Pupils should be encouraged to understand their supervisors’ cases, to contribute to the process of developing an argument and to practice drafting documentation. But they should not be used as a researcher, still less as a notetaker. Research is the barrister’s responsibility. If they can’t do it, or they have too much on, they should employ a librarian/researcher in Chambers, work harder or turn the work away. Pupils’ notes should be for the pupil’s own use, not because their supervisor would rather not take their own. You don’t learn much by writing down a note of the evidence or of a con.
The big commercial sets pay a lot of money to pupils because they regard themselves as competing with the city solicitors. Personally, I wonder if they really are. Don’t the pupils at those sets have a real passion to be a barrister? Are they really going to allow the amount of money paid to them aged 23 to determine their career? But that is none of my business, because I’m not in such a set. The only sadness, as I have previously suggested, is that those sets could do something to ease the crisis in pupil numbers by splitting their award in 2 and taking on double the number of pupils who then compete with each other. But for most Chambers, who don’t have blue-chip corporate clients, the money paid to pupils is a significant feature of the budget. If a pupil is paid the minimum £12,000 and Chambers charge 20% on what is earned, then a pupil will have to earn £60,000 before the money advanced by the other members of Chambers is repaid. If the pupil makes that sum in the first year of being taken on (and not many do), that is the equivalent of a 2 year interest-free loan. Furthermore, the basic economics dictate that if there are about 200 applicants for each £12,000 post, then there is no need to pay more.
The point is that the focus of this debate should not be about the amount of the award, providing it allows basic needs to be met. It should be about increasing the number of pupillages (which, ironically, was the point the initial article focussed on, even though I think the idea a bad one).
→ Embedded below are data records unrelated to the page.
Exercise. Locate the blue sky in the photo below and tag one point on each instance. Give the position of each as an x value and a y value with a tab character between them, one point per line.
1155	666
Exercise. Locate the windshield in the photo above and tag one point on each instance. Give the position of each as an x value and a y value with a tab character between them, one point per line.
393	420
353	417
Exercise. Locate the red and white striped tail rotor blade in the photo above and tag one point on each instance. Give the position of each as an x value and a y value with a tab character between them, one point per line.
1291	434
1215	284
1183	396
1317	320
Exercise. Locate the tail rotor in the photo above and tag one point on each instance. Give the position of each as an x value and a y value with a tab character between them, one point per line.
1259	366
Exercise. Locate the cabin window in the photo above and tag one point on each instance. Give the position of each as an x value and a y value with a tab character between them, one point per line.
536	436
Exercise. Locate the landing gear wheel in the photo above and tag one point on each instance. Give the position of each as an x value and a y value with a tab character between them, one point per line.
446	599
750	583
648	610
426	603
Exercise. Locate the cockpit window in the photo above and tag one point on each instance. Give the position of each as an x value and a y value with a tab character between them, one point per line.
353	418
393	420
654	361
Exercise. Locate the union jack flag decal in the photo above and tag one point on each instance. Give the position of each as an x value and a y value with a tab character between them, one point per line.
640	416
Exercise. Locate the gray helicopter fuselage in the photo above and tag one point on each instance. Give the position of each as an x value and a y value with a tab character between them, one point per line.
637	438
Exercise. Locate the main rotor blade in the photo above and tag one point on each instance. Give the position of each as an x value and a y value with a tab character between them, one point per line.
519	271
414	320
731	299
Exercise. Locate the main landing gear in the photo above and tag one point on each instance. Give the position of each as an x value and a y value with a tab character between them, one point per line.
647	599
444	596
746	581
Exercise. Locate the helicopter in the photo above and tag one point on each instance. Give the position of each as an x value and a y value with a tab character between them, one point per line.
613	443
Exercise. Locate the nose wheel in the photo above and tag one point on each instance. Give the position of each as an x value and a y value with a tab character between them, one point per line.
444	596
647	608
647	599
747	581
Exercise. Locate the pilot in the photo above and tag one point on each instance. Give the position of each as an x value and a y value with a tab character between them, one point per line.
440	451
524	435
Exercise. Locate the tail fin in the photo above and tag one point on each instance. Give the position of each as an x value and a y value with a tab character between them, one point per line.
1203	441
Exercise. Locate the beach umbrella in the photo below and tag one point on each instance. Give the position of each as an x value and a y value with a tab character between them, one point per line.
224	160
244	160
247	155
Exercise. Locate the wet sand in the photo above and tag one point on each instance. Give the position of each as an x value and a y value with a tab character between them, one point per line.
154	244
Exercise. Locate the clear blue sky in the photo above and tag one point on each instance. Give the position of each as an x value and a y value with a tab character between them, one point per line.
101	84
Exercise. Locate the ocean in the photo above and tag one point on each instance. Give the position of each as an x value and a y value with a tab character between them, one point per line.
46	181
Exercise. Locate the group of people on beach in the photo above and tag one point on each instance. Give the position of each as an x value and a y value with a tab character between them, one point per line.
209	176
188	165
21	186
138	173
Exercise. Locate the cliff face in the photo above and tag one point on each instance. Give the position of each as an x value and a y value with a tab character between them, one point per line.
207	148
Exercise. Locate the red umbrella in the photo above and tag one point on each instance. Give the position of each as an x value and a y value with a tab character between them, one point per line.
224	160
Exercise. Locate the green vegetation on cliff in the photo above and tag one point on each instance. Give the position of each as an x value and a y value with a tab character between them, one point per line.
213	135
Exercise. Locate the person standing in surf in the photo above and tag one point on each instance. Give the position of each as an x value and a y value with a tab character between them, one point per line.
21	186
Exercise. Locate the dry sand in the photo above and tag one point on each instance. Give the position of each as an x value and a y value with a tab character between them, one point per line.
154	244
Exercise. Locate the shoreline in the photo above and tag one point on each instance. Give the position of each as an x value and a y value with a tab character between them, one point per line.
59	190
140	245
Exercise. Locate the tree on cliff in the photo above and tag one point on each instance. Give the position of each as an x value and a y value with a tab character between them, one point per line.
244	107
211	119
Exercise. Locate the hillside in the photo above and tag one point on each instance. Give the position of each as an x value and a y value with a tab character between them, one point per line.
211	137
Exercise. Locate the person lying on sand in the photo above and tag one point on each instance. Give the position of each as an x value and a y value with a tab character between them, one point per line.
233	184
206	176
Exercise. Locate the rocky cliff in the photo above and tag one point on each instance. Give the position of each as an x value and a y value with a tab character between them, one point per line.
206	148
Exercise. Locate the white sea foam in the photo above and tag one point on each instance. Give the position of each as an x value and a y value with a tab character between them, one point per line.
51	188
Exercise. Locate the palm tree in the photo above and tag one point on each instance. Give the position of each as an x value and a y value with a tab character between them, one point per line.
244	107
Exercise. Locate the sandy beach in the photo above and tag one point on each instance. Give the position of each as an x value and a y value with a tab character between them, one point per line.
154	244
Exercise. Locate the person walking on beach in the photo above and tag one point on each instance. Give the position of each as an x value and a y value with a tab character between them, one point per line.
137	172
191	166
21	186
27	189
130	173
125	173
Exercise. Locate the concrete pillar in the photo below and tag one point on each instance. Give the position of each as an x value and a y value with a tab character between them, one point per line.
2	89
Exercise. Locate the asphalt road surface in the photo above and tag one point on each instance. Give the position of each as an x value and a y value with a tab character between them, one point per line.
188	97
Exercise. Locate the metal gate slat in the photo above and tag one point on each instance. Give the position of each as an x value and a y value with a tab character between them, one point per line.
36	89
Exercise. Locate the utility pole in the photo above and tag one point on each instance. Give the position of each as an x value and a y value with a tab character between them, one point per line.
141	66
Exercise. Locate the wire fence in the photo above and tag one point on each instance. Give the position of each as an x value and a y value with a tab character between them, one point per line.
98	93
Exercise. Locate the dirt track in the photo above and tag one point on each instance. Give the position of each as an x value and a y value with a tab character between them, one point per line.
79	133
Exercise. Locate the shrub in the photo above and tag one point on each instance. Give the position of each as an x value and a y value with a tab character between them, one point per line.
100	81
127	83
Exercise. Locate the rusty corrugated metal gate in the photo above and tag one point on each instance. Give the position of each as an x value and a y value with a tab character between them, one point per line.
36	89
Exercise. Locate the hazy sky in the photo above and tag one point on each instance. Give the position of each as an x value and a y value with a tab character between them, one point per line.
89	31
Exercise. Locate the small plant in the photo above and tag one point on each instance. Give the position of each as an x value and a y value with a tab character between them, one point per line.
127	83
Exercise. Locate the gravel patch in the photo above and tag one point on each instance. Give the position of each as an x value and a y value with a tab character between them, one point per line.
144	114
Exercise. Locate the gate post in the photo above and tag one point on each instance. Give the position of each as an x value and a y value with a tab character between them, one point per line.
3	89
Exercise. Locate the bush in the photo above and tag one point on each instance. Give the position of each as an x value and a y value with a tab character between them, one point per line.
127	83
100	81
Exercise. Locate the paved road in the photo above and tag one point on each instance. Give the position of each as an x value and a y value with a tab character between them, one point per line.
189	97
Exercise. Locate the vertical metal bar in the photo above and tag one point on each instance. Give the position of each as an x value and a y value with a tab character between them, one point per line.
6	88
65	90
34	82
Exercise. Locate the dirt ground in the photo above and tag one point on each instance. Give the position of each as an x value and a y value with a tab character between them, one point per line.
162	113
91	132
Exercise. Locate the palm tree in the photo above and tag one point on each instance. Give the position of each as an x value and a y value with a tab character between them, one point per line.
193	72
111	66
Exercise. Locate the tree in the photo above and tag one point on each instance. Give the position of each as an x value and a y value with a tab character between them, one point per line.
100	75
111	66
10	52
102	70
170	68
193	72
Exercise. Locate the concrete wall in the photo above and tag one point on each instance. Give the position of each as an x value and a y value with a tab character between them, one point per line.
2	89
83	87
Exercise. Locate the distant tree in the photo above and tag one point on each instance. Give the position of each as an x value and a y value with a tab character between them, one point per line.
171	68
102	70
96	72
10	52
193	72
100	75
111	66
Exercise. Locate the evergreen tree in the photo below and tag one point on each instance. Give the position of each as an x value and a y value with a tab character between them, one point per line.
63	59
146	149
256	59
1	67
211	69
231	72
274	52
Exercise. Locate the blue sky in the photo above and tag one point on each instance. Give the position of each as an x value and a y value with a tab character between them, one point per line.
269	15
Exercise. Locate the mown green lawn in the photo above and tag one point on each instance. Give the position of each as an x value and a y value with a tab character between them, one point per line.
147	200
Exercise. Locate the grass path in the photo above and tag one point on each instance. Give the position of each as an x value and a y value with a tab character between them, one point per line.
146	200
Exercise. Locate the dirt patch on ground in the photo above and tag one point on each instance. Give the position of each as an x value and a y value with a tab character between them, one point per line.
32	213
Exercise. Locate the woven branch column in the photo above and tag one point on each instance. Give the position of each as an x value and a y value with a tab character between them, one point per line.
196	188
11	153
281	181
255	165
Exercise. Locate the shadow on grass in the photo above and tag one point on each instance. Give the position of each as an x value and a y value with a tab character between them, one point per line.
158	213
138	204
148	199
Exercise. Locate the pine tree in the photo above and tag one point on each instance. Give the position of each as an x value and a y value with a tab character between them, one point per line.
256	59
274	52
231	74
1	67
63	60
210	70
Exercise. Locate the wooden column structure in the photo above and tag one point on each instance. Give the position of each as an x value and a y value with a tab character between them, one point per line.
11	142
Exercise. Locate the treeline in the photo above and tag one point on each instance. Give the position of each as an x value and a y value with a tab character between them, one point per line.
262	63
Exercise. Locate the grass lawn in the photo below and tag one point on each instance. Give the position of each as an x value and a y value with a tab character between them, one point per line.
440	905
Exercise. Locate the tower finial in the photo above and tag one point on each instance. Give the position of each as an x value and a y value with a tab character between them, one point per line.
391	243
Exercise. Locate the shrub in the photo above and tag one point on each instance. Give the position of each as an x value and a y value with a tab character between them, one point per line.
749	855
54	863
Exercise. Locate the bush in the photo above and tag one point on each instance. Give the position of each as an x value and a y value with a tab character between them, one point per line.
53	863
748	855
However, the number of pupillages is currently outside the control of the Bar, because it is subject to external forces to which the profession can, currently, only react. Accordingly, the debate is actually about decreasing the number of people paying the providers an extremely large sum of money for which they get very little value (that word again). The sad truth is that the BPTC is the world’s most expensive lottery ticket and it is, moreover, a ticket which gives different people a different chance of winning, without providing the purchasers with any clue about what chance they actually have. This blog exists to try and assist you when it comes to how to assess and maximise your own chances. If anything that has been written recently (by me or anyone else) makes you doubt that, please be reassured.